Peran Orang Tua dalam Mendukung Siswa Menghadapi Ulangan Harian
Orang tua juga memiliki peran penting dalam membantu anak menghadapi ulangan harian dalam Kurikulum Merdeka. Beberapa cara yang dapat dilakukan oleh orang tua antara lain:
- Membiasakan anak belajar secara mandiri: Orang tua dapat membantu anak menyiapkan jadwal belajar yang teratur.
- Membimbing anak dalam mengerjakan soal: Jika anak mengalami kesulitan, orang tua dapat membantu menganalisis soal dan memberikan panduan.
- Menjaga suasana rumah yang kondusif: Lingkungan belajar yang tenang dan nyaman sangat penting untuk meningkatkan konsentrasi anak.

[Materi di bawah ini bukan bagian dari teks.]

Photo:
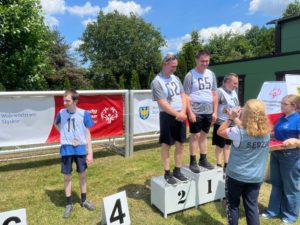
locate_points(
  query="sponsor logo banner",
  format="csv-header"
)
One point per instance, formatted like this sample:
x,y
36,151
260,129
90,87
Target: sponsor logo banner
x,y
29,120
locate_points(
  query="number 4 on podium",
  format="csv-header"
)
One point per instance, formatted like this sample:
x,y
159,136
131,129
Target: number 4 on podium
x,y
115,210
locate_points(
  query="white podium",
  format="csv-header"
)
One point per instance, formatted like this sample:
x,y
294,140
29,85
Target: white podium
x,y
210,184
169,199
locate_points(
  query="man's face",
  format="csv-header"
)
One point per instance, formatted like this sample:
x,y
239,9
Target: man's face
x,y
171,66
202,62
69,103
232,83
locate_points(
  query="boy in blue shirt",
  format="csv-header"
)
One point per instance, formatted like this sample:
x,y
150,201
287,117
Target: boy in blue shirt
x,y
73,125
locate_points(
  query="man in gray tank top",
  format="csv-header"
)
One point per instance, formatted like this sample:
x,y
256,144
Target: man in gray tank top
x,y
228,99
167,90
200,87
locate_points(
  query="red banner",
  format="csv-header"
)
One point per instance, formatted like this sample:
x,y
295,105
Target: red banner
x,y
106,111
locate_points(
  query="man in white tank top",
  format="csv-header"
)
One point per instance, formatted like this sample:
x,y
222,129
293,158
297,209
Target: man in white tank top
x,y
200,87
167,90
228,99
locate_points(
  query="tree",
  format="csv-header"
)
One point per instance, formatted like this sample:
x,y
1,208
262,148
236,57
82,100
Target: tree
x,y
65,74
292,9
151,77
122,44
186,57
23,45
135,81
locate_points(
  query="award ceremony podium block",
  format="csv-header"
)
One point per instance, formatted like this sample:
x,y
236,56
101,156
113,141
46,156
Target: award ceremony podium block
x,y
210,184
168,198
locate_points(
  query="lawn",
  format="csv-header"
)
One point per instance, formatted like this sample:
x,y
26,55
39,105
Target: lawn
x,y
37,185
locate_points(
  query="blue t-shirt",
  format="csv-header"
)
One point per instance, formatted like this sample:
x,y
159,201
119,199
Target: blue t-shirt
x,y
287,127
73,125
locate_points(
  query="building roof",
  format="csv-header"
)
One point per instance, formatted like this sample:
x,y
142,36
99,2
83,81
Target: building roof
x,y
284,19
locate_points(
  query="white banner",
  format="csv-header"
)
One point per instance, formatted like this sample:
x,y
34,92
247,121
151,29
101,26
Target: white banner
x,y
293,84
271,94
25,120
146,113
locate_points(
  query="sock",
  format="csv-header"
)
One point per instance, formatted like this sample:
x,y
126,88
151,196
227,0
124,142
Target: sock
x,y
69,200
192,159
176,169
202,157
83,197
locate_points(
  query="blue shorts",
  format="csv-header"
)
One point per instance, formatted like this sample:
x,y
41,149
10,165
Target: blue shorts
x,y
66,163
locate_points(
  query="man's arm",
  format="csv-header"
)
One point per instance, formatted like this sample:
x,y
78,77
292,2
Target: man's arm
x,y
89,158
215,106
168,109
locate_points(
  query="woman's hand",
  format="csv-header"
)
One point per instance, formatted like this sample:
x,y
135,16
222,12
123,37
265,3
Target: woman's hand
x,y
292,143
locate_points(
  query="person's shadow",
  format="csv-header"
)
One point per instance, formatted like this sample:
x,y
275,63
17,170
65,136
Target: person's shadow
x,y
58,198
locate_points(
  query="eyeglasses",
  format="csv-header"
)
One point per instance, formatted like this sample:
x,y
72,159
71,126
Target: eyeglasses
x,y
285,104
169,58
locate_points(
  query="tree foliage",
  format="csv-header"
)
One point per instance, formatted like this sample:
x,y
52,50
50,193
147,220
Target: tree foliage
x,y
66,74
135,81
120,44
23,45
292,9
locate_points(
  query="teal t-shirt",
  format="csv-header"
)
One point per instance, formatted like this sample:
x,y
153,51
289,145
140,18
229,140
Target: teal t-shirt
x,y
248,156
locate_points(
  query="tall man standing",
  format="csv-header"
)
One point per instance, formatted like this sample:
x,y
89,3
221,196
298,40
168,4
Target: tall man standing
x,y
200,87
73,125
228,99
167,90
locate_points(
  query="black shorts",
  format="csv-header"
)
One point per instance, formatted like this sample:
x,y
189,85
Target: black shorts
x,y
66,163
218,140
171,130
203,122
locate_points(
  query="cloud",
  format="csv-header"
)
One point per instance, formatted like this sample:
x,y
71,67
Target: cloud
x,y
75,44
125,8
53,6
175,44
51,21
86,10
269,7
87,21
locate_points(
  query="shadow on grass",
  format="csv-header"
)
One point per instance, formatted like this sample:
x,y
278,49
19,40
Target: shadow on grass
x,y
202,219
45,162
57,197
137,191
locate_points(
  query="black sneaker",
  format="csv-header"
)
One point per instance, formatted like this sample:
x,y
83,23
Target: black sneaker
x,y
67,211
194,167
177,174
206,164
170,179
89,206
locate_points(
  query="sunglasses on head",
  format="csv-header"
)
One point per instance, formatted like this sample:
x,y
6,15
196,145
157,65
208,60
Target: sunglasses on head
x,y
169,58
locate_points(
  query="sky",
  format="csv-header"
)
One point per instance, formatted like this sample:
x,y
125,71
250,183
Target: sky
x,y
175,19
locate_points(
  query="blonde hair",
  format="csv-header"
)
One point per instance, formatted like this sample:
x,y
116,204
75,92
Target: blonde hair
x,y
294,100
254,118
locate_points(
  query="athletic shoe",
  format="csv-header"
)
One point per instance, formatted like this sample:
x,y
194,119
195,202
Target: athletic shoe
x,y
266,216
285,221
67,211
89,206
170,179
206,164
194,167
177,174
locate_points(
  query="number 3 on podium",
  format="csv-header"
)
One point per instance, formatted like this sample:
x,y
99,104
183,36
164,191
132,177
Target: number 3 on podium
x,y
115,210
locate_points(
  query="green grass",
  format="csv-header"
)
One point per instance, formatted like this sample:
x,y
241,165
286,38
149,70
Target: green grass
x,y
37,185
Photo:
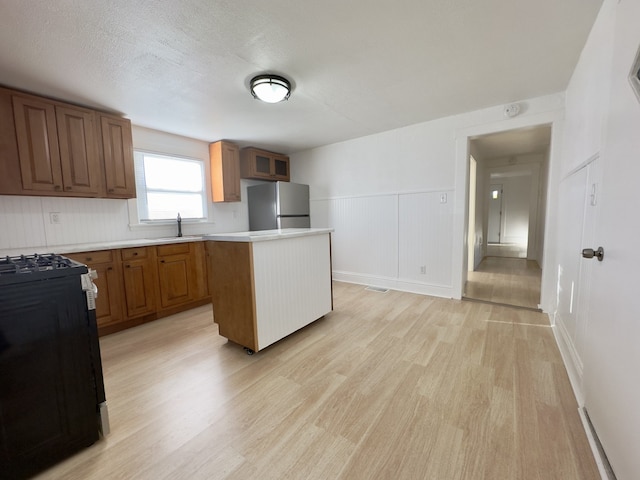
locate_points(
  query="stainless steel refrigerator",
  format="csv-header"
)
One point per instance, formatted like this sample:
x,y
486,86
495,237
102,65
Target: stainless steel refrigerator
x,y
278,205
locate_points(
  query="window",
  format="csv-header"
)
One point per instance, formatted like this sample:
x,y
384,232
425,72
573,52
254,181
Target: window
x,y
168,185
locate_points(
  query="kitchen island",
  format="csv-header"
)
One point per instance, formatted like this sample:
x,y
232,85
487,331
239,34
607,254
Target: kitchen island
x,y
268,284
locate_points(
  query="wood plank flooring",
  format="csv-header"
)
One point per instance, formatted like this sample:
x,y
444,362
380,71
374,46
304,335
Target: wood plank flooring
x,y
509,281
388,386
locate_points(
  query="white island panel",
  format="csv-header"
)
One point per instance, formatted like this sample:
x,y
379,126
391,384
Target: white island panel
x,y
292,284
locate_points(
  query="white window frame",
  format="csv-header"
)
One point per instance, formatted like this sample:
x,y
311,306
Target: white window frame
x,y
137,205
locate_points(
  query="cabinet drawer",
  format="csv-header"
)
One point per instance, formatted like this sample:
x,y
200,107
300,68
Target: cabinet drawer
x,y
134,253
173,249
93,258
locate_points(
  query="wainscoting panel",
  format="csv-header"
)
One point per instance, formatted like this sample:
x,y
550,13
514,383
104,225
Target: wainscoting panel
x,y
425,238
365,240
390,240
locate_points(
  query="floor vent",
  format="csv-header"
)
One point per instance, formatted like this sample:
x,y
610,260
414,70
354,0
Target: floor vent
x,y
377,289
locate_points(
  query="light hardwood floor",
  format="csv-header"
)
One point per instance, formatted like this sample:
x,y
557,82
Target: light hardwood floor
x,y
509,281
388,386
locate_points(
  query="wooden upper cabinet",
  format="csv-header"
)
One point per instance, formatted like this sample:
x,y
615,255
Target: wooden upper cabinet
x,y
262,165
224,160
78,150
117,151
38,151
53,148
57,147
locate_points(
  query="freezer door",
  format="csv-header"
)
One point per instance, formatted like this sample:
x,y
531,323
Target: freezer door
x,y
292,198
261,200
294,222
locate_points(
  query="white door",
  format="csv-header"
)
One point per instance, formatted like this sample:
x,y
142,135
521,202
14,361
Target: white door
x,y
495,214
570,317
612,350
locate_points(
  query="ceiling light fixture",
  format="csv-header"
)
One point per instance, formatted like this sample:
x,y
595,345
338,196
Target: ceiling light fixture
x,y
270,88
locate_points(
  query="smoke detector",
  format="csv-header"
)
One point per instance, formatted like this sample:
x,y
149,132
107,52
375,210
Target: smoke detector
x,y
634,76
511,110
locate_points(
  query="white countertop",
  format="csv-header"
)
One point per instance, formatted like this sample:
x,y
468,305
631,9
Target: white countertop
x,y
265,235
257,236
95,246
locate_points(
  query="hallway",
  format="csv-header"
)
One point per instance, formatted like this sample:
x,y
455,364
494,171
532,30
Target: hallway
x,y
508,281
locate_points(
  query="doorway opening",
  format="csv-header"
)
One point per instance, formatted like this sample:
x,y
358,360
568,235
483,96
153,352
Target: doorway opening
x,y
507,202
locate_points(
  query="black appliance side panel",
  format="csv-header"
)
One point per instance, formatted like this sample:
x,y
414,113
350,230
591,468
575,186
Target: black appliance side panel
x,y
47,395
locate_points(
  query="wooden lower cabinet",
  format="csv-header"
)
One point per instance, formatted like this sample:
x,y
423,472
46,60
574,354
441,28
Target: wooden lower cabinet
x,y
140,279
175,274
109,309
141,284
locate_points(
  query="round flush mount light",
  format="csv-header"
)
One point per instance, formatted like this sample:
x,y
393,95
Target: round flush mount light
x,y
270,88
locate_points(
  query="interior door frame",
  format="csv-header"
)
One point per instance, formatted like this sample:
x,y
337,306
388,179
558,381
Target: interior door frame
x,y
461,197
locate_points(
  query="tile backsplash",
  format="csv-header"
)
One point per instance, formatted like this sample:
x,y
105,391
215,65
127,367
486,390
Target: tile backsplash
x,y
26,223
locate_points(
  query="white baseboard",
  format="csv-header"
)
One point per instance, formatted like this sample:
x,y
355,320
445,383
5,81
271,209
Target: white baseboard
x,y
571,360
444,291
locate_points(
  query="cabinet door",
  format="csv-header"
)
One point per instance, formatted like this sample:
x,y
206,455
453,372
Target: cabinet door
x,y
281,168
37,136
200,261
117,151
78,150
109,308
175,274
139,287
262,165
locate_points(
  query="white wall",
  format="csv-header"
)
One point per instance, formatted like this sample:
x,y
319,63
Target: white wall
x,y
586,105
602,148
381,194
26,225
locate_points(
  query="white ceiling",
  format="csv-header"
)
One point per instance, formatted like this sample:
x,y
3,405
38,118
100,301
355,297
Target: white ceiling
x,y
358,67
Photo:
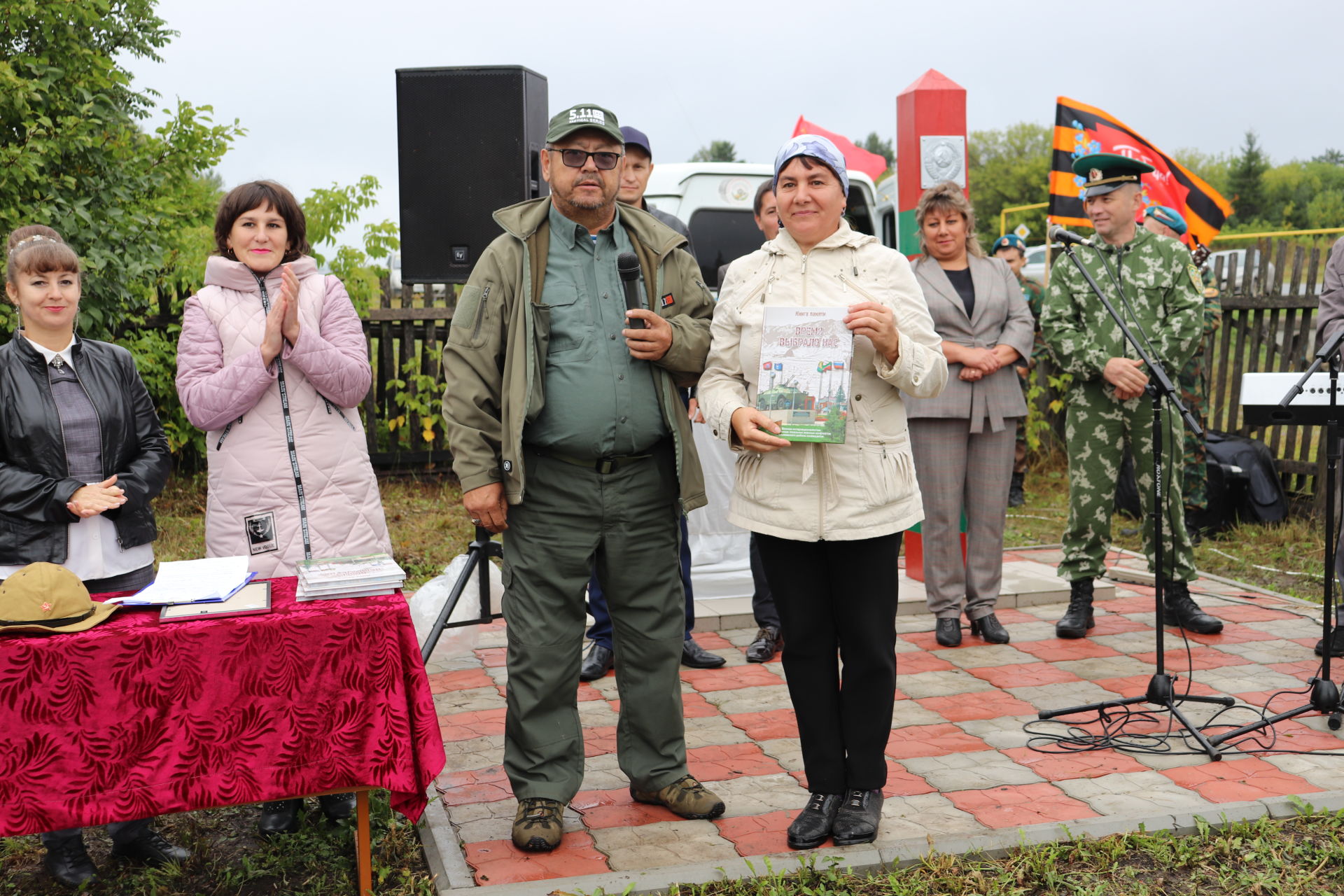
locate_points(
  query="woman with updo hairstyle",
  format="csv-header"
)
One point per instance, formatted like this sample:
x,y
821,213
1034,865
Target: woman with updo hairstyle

- Mendorong anak untuk berpikir kritis: Orang tua dapat mengajak anak berdiskusi dan mencari solusi untuk masalah-masalah yang dihadapi.
- Menghindari tekanan berlebihan: Orang tua perlu memahami bahwa belajar bukan hanya tentang nilai, tetapi juga pengembangan diri.
Kesimpulan
Ulangan harian dalam Kurikulum Merdeka merupakan bagian penting dari sistem penilaian yang lebih holistik dan berorientasi pada kompetensi. Berbeda dengan sistem sebelumnya, penilaian ini tidak hanya mengukur hasil akhir, tetapi juga proses belajar dan kemampuan siswa dalam menerapkan konsep-konsep yang dipelajari.
Dengan memahami istilah ulangan harian dalam Kurikulum Merdeka, siswa dapat lebih siap menghadapi tantangan belajar yang lebih kompleks. Guru dan orang tua juga perlu mendukung siswa dalam proses belajar ini agar dapat mencapai hasil yang optimal.
Dalam era pendidikan yang semakin dinamis, pemahaman tentang istilah-istilah baru dalam kurikulum adalah kunci sukses. Dengan peningkatan kompetensi dan kesiapan mental, siswa akan lebih mampu menghadapi tantangan di masa depan.